Since the article was published, we’ve heard from roughly 60 respondents to our survey asking readers to let us know how they felt about graffiti.

The results of this very unscientific poll mirror a Seattle city poll from 2010 — in short: Opinions remain divided. Of the respondents, 57% considered graffiti a “major problem,” while 32% considered it a “small” or “nonexistent problem,” with the rest falling in between.

When asked whether people made a distinction between art and graffiti, responses ran the gamut too. A mural artist wrote to say that yes, there is a line between graffiti art and graffiti: “Some people might even participate in both — painting commissioned free walls during the day and illegal graffiti at night,” they said, adding, “I personally think illegal graffiti should be decriminalized in Seattle.”

Another person commented, “I love seeing graffiti; it’s one way people can reclaim public space, and it often makes places look more interesting.” Others noted simply: “Graffiti is vandalism,” and, “If you have permission it’s art, if not it’s tagging and should be stopped.”

And we also heard things like “Some graffiti is done by skilled artists, which is often covered up by very ugly graffiti” and “Scrawling a signature with a paint pen is not art. Drawing something intricate with contrasting colors is.”

It’s fair to say that regardless of Harrell’s new plan, graffiti is still as divisive as ever. –MVS

Gregory Blackstock at a Garde Rail Gallery opening in Seattle in 2007. (Garde Rail Gallery)


Seattle has experienced two big artistic losses in recent days. On January 10, visual artist Gregory Blackstock died at age 77 in Lacey. As I noted in a 2021 newsletter, the longtime local creative was known for his meticulous and colorful categorizations of objects, from spatulas to shoes to “The Great Cabbage Family.” 
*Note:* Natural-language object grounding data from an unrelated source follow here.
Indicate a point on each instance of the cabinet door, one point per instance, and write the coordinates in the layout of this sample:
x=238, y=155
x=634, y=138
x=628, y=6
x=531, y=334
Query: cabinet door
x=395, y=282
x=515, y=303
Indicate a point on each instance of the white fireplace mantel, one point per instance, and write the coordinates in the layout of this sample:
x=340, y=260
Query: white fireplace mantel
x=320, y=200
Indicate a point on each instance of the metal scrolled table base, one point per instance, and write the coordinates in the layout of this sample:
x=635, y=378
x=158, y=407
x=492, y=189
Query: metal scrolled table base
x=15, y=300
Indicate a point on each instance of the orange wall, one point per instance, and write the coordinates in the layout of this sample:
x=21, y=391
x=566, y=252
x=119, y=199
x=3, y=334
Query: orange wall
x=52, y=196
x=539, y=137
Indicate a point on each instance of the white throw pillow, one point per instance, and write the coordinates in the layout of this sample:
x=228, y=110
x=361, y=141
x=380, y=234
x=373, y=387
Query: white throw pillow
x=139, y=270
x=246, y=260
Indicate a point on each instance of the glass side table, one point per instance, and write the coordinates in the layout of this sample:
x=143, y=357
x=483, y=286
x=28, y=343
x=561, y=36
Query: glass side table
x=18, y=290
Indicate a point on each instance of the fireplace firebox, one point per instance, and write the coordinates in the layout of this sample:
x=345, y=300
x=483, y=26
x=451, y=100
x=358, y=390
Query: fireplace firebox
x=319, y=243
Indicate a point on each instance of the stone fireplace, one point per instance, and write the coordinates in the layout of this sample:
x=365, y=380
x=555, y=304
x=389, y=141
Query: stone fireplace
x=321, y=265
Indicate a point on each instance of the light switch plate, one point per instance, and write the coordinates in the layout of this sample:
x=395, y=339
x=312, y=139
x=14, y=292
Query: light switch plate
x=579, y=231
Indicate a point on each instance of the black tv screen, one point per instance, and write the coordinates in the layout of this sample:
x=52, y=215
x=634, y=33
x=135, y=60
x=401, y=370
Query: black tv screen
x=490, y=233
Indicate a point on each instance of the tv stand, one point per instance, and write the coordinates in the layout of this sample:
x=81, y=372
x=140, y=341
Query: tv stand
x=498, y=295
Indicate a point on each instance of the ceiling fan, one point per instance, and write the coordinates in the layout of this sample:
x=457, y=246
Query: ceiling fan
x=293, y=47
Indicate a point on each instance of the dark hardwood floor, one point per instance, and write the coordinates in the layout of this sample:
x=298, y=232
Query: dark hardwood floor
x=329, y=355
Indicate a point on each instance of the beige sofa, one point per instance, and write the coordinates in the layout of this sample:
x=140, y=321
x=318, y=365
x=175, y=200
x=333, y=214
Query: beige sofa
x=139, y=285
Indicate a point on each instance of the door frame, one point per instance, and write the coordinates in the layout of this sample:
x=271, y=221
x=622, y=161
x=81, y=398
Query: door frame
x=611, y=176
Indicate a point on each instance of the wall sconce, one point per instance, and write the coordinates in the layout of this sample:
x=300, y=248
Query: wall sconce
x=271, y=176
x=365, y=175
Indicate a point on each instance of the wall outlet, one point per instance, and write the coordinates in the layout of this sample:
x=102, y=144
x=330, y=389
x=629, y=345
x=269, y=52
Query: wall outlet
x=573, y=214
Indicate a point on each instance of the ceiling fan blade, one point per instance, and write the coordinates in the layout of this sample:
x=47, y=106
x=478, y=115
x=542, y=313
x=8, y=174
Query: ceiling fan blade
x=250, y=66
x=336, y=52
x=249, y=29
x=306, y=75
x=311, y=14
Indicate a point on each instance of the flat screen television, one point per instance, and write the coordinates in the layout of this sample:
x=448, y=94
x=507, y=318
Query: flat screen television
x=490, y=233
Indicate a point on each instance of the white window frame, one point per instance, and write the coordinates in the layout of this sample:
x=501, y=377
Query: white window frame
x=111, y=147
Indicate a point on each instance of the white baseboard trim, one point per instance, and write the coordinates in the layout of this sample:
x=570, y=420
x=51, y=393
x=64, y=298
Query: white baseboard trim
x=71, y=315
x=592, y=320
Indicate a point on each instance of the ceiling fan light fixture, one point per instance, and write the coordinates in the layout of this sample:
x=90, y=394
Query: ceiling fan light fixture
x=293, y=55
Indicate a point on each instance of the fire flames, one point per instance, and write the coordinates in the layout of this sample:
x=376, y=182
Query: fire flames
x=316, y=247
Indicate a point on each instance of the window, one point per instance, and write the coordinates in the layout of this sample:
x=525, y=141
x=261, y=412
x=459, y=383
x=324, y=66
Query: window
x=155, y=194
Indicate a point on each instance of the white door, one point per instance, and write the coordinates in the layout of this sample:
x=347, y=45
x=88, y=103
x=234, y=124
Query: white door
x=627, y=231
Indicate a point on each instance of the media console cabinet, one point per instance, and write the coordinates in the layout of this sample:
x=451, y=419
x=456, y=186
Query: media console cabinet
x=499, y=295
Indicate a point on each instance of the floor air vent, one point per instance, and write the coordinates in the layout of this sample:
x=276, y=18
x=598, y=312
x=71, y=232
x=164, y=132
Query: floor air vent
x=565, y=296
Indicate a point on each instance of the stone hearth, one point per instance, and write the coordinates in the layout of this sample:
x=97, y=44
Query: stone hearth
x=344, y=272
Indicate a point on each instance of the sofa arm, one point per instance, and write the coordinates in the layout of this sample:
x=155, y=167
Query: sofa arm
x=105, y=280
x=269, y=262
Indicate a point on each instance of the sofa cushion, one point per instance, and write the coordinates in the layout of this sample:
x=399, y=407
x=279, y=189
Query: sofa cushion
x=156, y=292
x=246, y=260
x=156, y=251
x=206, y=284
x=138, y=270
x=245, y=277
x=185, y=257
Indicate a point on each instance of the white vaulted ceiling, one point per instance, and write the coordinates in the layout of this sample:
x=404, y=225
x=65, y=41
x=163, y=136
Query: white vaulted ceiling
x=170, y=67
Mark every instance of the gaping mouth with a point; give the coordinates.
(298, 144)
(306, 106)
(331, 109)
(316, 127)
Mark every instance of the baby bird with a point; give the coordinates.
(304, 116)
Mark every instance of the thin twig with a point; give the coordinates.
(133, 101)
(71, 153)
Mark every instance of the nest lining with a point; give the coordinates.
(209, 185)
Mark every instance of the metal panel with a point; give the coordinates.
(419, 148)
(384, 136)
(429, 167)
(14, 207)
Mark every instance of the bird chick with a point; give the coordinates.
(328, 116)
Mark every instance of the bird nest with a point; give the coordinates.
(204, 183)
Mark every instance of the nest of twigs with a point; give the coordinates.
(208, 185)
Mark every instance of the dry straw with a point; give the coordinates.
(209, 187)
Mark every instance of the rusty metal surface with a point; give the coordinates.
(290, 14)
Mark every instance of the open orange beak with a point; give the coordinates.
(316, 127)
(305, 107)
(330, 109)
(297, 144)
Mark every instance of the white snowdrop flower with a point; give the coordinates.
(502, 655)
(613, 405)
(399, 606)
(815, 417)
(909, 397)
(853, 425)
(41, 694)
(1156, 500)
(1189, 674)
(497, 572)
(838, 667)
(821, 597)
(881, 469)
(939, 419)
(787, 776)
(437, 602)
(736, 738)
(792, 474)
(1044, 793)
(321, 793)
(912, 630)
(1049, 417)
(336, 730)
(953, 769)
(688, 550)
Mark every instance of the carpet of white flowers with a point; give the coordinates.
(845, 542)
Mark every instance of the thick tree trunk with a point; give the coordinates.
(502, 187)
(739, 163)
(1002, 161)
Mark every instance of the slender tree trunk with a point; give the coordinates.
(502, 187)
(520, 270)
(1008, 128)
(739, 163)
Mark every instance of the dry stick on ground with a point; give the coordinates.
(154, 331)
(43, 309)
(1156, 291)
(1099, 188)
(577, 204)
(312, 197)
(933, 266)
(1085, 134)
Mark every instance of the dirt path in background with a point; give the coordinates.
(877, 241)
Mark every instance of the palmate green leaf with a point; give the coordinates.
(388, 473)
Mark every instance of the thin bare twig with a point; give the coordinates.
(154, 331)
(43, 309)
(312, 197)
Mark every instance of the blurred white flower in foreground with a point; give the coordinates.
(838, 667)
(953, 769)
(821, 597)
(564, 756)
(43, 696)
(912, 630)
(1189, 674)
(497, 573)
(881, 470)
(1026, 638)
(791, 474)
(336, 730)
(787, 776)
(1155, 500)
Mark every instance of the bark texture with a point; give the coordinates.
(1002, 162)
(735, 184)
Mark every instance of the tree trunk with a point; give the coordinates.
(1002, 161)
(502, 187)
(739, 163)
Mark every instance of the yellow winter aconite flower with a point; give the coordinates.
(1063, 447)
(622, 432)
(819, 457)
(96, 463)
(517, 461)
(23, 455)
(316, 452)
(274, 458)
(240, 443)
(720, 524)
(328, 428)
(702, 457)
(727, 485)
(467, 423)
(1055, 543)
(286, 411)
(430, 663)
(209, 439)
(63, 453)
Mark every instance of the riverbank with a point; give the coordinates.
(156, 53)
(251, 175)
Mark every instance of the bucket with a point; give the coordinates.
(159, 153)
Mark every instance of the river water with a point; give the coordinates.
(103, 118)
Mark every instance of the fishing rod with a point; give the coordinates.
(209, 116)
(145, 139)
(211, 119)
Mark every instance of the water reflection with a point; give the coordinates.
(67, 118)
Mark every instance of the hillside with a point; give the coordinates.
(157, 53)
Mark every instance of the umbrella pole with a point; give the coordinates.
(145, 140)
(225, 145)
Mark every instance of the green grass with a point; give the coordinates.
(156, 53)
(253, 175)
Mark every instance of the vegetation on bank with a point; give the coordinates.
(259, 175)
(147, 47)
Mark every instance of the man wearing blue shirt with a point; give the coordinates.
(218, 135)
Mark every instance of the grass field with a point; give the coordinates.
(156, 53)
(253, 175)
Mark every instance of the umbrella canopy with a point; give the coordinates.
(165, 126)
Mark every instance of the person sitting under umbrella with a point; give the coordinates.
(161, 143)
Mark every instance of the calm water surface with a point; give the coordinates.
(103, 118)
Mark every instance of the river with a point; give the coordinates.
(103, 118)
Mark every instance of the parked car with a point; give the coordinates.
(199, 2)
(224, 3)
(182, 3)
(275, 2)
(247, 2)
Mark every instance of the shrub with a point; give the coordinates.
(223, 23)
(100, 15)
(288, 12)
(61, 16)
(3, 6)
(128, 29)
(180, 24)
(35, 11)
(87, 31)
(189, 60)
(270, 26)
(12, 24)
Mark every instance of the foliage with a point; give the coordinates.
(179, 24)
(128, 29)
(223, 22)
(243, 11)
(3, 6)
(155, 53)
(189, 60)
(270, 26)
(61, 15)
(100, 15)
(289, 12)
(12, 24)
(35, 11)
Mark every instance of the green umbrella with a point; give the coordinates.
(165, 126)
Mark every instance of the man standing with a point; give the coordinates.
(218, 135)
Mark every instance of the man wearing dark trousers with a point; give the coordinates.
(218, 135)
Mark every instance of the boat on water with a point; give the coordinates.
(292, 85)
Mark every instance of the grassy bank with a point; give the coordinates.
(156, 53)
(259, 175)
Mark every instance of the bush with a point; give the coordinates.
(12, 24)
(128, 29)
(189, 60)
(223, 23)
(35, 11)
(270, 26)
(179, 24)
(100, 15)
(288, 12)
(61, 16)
A self-taught artist with autism spectrum disorder, Blackstock started his career as a dishwasher and became respected and beloved for his prolific drawings, gaining representation by Seattle’s Greg Kucera Gallery (where several of his works are currently on view). I strongly recommend watching The Great World of Gregory Blackstock, a PBS short-doc by Northwest artist Drew Christie (available on YouTube). As Christie told me upon the film’s release in 2021, “Blackstock created a whole aesthetic world — once you step into it, you’ll always recognize it.”

On Jan. 17, travel writer and novelist Jonathan Raban died at age 80 in Seattle. Born in the UK, he worked there as a journalist, literary critic and short-fiction writer before moving to Seattle in 1990. After landing in the Northwest, he told many stories of the region enhanced by his clear prose, humor and personal revelations.

In Bad Land: An American Romance, the Englishman travels through the lonely history and landscape of sparsely populated eastern Montana. In Passage to Juneau: A Sea and Its Meanings, he offers an intimate account of his boat journey from Seattle to Juneau, Alaska. 

In his 14th book, a collection of essays called Driving Home: An American Journey, Raban wrote often of his chosen city, noting, “More than any other place I’ve ever lived, it felt all right for me to be a stranger here. I was happy in the Northwest not because I felt at home but because no one else much seemed to be entirely at home either.”